Sie zwang sich, ihren Gedanken Struktur zu geben. In ihrem Kopf herrschte immer noch Chaos. Sie konnte sich nicht daran erinnern, jemals in ihrem Leben so verwirrt gewesen zu sein. Vor allem nahm sie sich in diesem Augenblick eins ganz fest vor: Sie wollte sich nicht in ihren Entscheidungen beeinflussen lassen, von niemandem. Nicht von Ludwig, nicht von den Eltern und erst recht nicht von der Klinik, die mit diesen Behandlungen selbstverständlich auch viel Geld verdiente und deshalb ihrer Ansicht nach niemals objektiv beraten würde. Die Klinik war genauso objektiv wie ein Autoverkäufer in einem Autohaus, den man fragte, ob die Autos in der Ausstellung eine gute Wahl seien. Die Antwort wäre klar.
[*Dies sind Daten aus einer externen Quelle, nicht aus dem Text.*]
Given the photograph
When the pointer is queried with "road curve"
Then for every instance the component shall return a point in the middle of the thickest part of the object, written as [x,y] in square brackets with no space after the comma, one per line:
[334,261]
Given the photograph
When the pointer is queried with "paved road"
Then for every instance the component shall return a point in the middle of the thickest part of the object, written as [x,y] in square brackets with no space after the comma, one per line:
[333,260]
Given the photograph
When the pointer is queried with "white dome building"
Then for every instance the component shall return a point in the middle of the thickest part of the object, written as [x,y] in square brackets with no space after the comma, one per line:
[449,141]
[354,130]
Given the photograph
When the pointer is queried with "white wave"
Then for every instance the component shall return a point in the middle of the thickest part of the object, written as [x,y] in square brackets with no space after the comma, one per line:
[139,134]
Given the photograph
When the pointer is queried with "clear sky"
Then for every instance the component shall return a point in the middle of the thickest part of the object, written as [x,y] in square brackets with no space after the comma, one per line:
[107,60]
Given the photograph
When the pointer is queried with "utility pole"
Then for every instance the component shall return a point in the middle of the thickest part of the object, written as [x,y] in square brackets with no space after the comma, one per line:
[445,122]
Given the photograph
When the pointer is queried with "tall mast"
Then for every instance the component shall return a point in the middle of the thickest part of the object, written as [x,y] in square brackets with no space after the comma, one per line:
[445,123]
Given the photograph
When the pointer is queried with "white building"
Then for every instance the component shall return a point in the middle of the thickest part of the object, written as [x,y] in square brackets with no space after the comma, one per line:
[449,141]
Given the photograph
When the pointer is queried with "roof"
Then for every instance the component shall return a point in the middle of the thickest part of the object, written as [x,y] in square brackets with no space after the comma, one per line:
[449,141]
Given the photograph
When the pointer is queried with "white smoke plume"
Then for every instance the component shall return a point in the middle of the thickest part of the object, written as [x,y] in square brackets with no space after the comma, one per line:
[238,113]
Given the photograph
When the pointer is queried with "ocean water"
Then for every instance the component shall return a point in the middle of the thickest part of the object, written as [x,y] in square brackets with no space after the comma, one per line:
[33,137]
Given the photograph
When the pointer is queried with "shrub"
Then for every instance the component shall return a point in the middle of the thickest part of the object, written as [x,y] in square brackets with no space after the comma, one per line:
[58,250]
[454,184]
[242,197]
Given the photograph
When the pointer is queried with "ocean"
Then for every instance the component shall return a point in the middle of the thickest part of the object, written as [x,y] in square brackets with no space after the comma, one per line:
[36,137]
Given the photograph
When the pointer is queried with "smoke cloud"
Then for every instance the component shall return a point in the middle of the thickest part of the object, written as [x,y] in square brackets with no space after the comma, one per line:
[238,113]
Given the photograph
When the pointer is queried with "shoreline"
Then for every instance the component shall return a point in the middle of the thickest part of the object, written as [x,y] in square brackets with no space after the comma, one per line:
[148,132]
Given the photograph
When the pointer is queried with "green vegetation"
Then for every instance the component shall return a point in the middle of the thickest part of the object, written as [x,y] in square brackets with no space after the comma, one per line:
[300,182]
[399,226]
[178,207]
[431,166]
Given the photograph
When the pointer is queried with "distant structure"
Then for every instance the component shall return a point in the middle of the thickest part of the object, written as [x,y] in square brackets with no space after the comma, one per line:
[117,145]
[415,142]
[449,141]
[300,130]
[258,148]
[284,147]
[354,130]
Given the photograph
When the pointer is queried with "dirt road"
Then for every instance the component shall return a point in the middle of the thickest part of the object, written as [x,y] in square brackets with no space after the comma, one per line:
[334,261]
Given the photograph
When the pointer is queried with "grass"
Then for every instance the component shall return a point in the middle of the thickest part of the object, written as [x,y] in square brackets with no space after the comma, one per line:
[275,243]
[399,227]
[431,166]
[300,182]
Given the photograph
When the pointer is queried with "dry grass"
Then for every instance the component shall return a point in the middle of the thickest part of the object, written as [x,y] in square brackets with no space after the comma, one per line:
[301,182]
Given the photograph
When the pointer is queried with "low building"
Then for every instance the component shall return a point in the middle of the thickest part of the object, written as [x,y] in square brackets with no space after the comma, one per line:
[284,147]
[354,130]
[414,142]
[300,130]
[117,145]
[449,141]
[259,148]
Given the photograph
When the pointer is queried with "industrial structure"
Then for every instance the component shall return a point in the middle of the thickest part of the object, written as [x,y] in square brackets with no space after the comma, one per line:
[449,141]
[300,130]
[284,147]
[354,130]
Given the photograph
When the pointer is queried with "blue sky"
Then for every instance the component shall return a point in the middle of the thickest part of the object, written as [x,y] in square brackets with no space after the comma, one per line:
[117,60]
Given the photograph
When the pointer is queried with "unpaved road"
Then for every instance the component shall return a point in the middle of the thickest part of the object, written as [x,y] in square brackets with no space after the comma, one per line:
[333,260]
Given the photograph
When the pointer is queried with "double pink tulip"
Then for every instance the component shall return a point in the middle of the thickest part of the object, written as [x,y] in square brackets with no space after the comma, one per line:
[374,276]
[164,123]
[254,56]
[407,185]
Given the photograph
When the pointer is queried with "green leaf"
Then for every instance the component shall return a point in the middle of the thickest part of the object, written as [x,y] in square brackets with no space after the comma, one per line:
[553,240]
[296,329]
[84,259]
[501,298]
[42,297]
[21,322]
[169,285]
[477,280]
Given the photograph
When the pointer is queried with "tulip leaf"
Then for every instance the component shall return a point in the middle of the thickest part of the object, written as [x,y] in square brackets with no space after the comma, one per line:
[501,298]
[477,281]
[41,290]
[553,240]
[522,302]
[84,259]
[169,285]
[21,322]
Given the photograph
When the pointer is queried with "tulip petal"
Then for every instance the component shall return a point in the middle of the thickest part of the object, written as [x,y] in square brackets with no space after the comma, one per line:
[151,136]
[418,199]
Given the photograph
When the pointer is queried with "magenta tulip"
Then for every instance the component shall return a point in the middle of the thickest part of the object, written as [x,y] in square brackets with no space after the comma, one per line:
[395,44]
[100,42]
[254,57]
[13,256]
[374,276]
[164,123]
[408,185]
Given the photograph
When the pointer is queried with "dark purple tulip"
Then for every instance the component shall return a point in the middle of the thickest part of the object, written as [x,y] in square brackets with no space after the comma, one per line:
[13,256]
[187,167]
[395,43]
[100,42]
Vielleicht tat sie manchen Ärzten damit Unrecht. Ganz frei von Zweifeln war sie in dieser Hinsicht nicht. Vielleicht war es einfach nur so, dass die Klinik schnell zur Chemotherapie drängte, weil es in der Tat das Einzige war, was die Medizin anbieten konnte. Dass das ihr Leben aller Wahrscheinlichkeit nach nicht retten würde, und dass ihr das bei einer Palliativ-Therapie auch gar nicht erst in Aussicht gestellt wurde, war da schnell Nebensache. Ihr Tod interessierte niemanden von denen wirklich, die tagtäglich mit Krebs und seinen Folgen zu tun hatten. Vielleicht erwartete sie einfach zu viel.
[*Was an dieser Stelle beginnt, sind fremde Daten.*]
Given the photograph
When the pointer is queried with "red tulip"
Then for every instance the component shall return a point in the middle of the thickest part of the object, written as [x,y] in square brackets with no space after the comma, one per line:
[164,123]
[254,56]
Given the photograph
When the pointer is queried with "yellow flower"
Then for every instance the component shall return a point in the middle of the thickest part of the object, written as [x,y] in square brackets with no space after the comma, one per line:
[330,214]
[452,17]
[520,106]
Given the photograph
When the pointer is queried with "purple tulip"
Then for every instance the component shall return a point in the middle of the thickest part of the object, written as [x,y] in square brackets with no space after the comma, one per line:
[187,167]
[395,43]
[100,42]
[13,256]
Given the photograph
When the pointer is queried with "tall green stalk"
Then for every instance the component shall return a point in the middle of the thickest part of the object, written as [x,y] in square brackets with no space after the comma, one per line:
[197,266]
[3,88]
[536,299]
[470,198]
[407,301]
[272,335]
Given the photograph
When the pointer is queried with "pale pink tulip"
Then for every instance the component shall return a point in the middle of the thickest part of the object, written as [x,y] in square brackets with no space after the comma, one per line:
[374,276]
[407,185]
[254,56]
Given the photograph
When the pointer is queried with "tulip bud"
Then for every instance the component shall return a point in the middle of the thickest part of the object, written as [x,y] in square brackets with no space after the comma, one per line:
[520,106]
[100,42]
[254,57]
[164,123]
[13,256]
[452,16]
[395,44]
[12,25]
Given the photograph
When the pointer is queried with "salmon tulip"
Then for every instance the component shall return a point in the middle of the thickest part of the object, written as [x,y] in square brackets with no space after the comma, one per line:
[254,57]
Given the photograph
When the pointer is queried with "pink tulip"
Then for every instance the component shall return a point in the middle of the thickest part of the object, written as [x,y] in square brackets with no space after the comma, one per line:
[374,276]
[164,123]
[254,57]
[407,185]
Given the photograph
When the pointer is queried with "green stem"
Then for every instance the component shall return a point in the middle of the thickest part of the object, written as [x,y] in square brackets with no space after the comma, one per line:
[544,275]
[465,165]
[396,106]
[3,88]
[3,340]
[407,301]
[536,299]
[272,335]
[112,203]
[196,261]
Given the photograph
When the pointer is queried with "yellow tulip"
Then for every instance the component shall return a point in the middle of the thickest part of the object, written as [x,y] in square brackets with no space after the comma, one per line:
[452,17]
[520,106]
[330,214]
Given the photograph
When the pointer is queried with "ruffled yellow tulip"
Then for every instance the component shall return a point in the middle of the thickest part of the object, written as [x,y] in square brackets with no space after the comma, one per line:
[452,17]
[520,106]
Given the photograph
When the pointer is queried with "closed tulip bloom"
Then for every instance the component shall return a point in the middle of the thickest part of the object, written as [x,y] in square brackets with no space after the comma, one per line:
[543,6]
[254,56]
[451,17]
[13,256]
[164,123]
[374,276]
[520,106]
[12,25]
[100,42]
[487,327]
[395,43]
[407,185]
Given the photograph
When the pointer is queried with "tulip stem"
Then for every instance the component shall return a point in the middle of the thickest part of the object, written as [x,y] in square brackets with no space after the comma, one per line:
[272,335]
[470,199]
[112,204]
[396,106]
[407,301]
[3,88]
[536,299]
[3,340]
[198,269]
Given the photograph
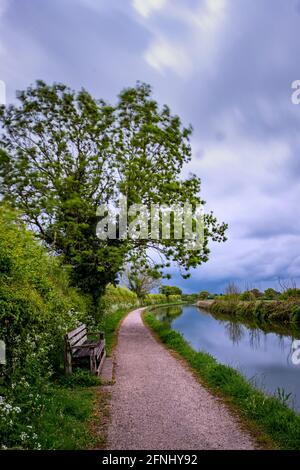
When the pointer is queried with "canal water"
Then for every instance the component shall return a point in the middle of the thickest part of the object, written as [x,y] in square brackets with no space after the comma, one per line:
[267,358]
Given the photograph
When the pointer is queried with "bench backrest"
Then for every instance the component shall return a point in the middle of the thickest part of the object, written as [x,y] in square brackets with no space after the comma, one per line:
[77,337]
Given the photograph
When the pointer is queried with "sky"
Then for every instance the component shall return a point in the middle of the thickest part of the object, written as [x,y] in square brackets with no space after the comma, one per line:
[226,67]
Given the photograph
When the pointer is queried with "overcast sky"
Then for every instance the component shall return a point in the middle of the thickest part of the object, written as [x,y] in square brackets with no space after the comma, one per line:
[226,67]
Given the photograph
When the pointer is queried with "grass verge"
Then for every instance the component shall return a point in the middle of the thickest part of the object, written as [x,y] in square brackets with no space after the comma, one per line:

Schon am übernächsten Morgen machte sich Tilda auf den Weg ins Krankenhaus. Sie hatte gleich morgens einen Termin in der Chirurgie. Die Ambulanz hatte sie angerufen und es dringend gemacht. Tilda sollte einen Portkatheter bekommen. Einen dauerhaften Zugang in ihr Adersystem, damit sie ihre Medikamente über einen Tropf bekommen konnte. Das zumindest hatte ihr der Arzt am Telefon gesagt. Tilda machte sich zu Fuß auf den Weg zum Krankenhaus. Sie wollte eine Zeitlang für sich sein, wollte sich nicht von Ludwig fahren lassen und auch nicht selbst fahren. Es hatte einen großen Streit zwischen ihnen gegeben. Streit wegen ihrer Reisepläne nach Amerika. Ludwig hatte sie für vollkommen verrückt erklärt, in ihrem Zustand nach Arizona fliegen zu wollen. Er hatte das auch nicht zurückgenommen und beharrte darauf. Es sei eine Schnapsidee und einfach unverantwortlich, hatte er gebrüllt. Sie hatte sich gegen ihn zur Wehr gesetzt und am Ende hatten sie sich beide angeschrien.
Ludwig hatte trotzdem darauf bestanden, dass sie ihn anrufen sollte, sobald sie fertig war und nach Hause gehen durfte. Dann wollte er sie abholen.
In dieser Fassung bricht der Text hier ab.